How to connect using Private Link:

• https://docs.zeet.co/guides/advanced/eks-privatelink/
• https://docs.aws.amazon.com/eks/latest/userguide/vpc-interface-endpoints.html

How to connect using Cloud9:

• https://stackoverflow.com/questions/65049271/how-to-connect-to-eks-cluster-from-cloud-9-instance-using-kubectl

Kubernetes RBAC Requirements

Cado requires both write and execute access to containers, in order to download and execute the Cado Host binary to collect forensic artifacts from side containers. In particular, Cado requires ‘get’ and ‘list’ for the ‘pods’ resource, and ‘get’ and ‘create’ for the ‘pods/exec’ resource. Cado Host can run as a normal user, not sudo, although less data may be acquired.

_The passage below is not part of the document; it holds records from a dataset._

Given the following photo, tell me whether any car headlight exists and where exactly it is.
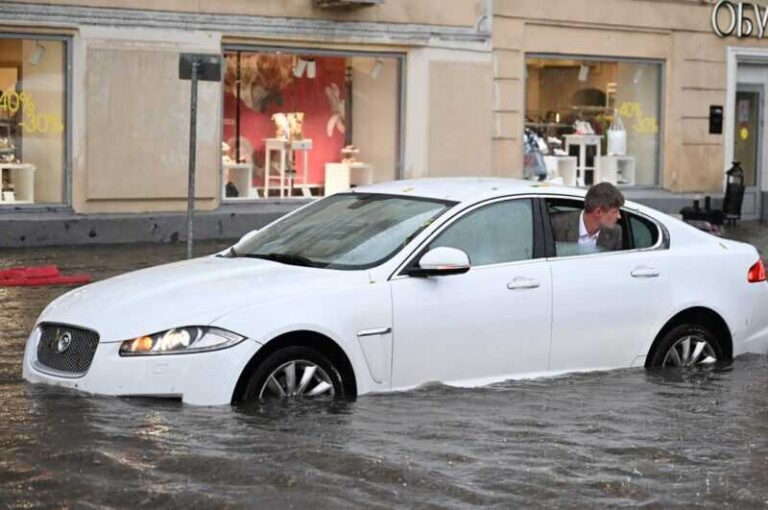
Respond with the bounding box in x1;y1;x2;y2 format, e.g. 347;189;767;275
120;326;245;356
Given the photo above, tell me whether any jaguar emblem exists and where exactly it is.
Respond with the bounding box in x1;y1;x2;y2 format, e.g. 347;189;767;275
56;331;72;354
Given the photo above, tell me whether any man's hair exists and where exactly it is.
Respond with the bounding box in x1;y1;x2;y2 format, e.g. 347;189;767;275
584;182;624;212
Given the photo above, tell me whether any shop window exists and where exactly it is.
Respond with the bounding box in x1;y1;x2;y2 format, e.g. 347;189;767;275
222;50;400;200
0;36;66;206
524;57;662;186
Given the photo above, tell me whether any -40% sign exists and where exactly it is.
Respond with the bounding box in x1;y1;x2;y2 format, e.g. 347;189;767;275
0;92;64;134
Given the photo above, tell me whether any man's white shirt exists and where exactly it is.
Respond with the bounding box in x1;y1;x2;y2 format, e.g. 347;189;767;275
579;211;600;246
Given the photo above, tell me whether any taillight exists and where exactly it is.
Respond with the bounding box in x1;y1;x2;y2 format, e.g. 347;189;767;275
747;259;765;283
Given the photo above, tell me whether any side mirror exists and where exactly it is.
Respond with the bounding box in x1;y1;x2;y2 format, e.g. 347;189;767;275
407;246;470;276
225;229;259;252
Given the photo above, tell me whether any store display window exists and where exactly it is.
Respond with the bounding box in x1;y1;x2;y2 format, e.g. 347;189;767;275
0;35;67;206
221;49;401;201
523;56;663;186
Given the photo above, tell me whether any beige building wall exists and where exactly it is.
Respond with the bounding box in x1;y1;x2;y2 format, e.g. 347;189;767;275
9;0;485;27
3;0;493;214
493;0;768;192
404;48;494;179
72;28;222;213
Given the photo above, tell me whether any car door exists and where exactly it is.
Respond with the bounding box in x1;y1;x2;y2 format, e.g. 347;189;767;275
547;199;670;371
390;198;551;388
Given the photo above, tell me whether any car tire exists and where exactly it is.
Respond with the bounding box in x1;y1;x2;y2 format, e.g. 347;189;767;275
242;345;345;402
648;324;724;368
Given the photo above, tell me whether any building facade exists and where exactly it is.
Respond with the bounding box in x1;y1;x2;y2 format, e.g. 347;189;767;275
0;0;768;246
493;0;768;218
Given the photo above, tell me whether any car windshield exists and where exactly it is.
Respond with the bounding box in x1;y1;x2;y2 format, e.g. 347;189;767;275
232;193;456;269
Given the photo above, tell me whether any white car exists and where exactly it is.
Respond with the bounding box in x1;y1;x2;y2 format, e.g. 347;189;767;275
23;178;768;405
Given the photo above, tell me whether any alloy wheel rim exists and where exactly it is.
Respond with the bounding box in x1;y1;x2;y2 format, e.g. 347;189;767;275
259;360;336;400
661;335;717;367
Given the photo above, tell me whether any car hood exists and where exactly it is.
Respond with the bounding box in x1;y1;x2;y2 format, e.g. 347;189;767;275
38;256;362;342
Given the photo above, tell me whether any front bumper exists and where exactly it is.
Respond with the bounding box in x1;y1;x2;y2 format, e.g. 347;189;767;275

Distroless / No Shell Containers

Please use Cado Host to acquire distroless Containers.

On-Premise Clusters

If you are using an on-premise or otherwise custom implementation of Kubernetes, you may be able to collect data by executing the Cado Host shell script inside the container. See for example, the documentation for OpenShift. You may also be able to process the Volume of the node, if you have access to it (see “Collecting the Node Volume” below for more).

Alternative Collection Methods via other Agents or Sidecars

If you are using an agent in your containers that has the ability to execute code, you may be able to collect data by manually deploying Cado Host inside the container for collection. A similar approach may be possible using a sidecar container with access to the target container's data, manually deployed.